4. If Clarkson was great late, it was Russell who was great early. The Rockets looked quite eager to put the Lakers away in the 1st period, starting out with hot shooting while LA faltered some early. But it was Russell who pulled the team back into it, scoring 12 points and dishing 2 assists in the first frame. It was more than just the stats, though. Because while his shot making put points on the board, it was his confidence and playing to the crowd which brought energy to the building and helped pick the entire team up. We talked in our season preview about Russell becoming a leader for the team and I thought this was a prime example of one way he can do so.
5. If Russell and Clarkson provided the bookends of the sandwich, it was Randle who provided the fillings. His stat line of 18 points (9-11 shooting), 7 rebounds, and 6 assists stands out enough, but you truly had to watch the game to understand how meaningful those numbers were. Early on in the game, I thought Randle looked a bit sluggish, but in reality I think it was more him playing with a certain calm and patience his more forceful style doesn’t always mesh with. Randle still had moments where he played on edge, but those were balanced out with tremendous patience when working the post or in wing isolations. Rarely (if at all) did he force the action or look out of control. It was only fitting that the bucket which sealed the game was Randle working in space against Nene and, in true Randle form, he took him off the dribble, and shot up one of his hanging floaters which caught ever piece of the rim before falling. As the Rockets called timeout Randle ran to the sidelines and looked at the crowd, accepting his cheers.
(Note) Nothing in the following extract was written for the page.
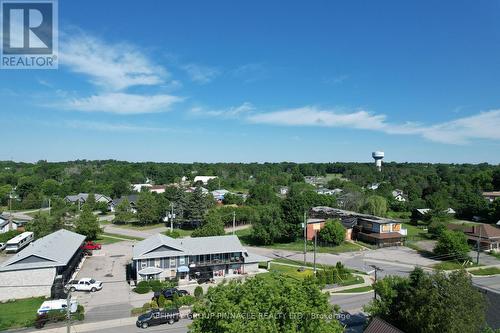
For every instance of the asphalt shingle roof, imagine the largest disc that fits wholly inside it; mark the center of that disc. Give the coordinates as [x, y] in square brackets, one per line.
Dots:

The moment served as another reminder to me that Randle does have some alpha in him and really does enjoy the big moments of games.
6. If you look at Larry Nance’s boxscore — 5 points on 2-5 shooting, 5 rebounds, 2 assists, 1 steal, 1 block in 23 minutes — I suppose you might be impressed by the diversity of stat box-checking, but the volume of numbers might have you wanting for more. But if you dig into possessions and watch him for long stretches, you again see how valuable he can be to winning games. The way he rotates defensively, how he hedges and recovers, how quickly he makes decisions as a passer, the way he moves into open spaces around the paint offensively…he just has really good feel for where to be on the court. It is really hard to overstate how much these things matter and how important they are to winning possessions.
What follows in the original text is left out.